A key goal of early cognitive psychology was to apply the scientific method to the study of human cognition. Some of the main ideas and developments from the cognitive revolution were the use of the scientific method in cognitive science research, the necessity of mental systems to process sensory input, the innateness of these systems, and the modularity of the mind.
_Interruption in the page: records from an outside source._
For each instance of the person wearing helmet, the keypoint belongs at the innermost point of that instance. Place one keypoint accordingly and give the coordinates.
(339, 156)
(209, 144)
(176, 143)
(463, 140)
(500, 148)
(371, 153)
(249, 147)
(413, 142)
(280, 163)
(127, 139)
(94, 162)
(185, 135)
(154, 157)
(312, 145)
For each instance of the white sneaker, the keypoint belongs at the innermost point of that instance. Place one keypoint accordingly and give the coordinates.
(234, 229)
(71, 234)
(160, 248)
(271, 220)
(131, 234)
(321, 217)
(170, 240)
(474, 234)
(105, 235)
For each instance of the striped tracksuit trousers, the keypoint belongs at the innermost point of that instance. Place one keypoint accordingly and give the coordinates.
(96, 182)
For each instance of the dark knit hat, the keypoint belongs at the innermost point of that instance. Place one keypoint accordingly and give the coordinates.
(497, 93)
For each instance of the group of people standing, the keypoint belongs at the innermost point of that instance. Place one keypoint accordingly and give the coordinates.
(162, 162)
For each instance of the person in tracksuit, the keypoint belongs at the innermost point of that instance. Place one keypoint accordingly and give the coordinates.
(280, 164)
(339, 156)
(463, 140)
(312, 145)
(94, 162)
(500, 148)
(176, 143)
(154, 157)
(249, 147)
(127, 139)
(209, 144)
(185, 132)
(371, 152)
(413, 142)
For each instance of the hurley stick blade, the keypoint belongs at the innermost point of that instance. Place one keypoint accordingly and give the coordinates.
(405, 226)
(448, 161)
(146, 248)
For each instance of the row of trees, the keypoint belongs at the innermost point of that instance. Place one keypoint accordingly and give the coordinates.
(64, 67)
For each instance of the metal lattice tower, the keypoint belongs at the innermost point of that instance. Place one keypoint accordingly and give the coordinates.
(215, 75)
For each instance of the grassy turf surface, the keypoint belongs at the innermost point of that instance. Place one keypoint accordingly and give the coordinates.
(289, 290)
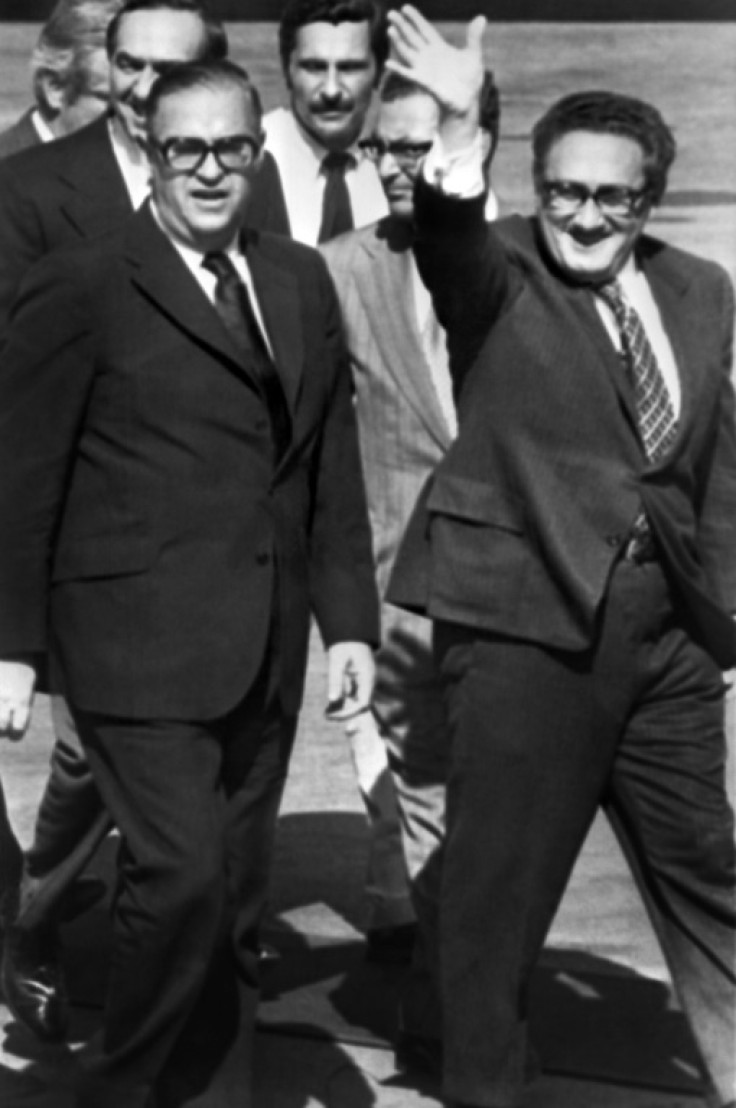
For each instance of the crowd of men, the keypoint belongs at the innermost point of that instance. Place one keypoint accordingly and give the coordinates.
(257, 370)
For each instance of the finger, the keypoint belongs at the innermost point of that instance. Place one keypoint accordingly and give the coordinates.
(476, 32)
(421, 29)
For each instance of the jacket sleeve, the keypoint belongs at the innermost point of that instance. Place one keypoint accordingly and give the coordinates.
(46, 371)
(343, 584)
(464, 265)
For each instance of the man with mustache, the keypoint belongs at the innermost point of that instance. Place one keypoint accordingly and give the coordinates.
(333, 54)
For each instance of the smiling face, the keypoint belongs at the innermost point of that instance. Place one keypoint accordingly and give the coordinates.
(204, 208)
(409, 121)
(149, 42)
(589, 245)
(330, 75)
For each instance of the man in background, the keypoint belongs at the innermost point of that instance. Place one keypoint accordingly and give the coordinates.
(194, 496)
(575, 551)
(406, 423)
(69, 73)
(333, 53)
(51, 195)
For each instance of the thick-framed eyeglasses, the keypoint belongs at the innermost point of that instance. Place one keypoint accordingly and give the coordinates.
(406, 154)
(232, 153)
(566, 197)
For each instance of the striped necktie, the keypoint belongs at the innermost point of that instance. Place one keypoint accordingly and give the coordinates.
(657, 423)
(337, 213)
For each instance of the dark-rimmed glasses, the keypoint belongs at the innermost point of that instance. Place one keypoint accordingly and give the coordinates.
(568, 197)
(232, 153)
(406, 154)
Important publications in triggering the cognitive revolution include psychologist George Miller's 1956 article "The Magical Number Seven, Plus or Minus Two" (one of the most frequently cited papers in psychology), linguist Noam Chomsky's Syntactic Structures (1957) and "Review of B. F. Skinner's Verbal Behavior" (1959), and foundational works in the field of artificial intelligence by John McCarthy, Marvin Minsky, Allen Newell, and Herbert Simon, such as the 1958 article "Elements of a Theory of Human Problem Solving". Ulric Neisser's 1967 book Cognitive Psychology was also a landmark contribution.
Prior to the cognitive revolution, behaviorism was the dominant trend in psychology in the United States.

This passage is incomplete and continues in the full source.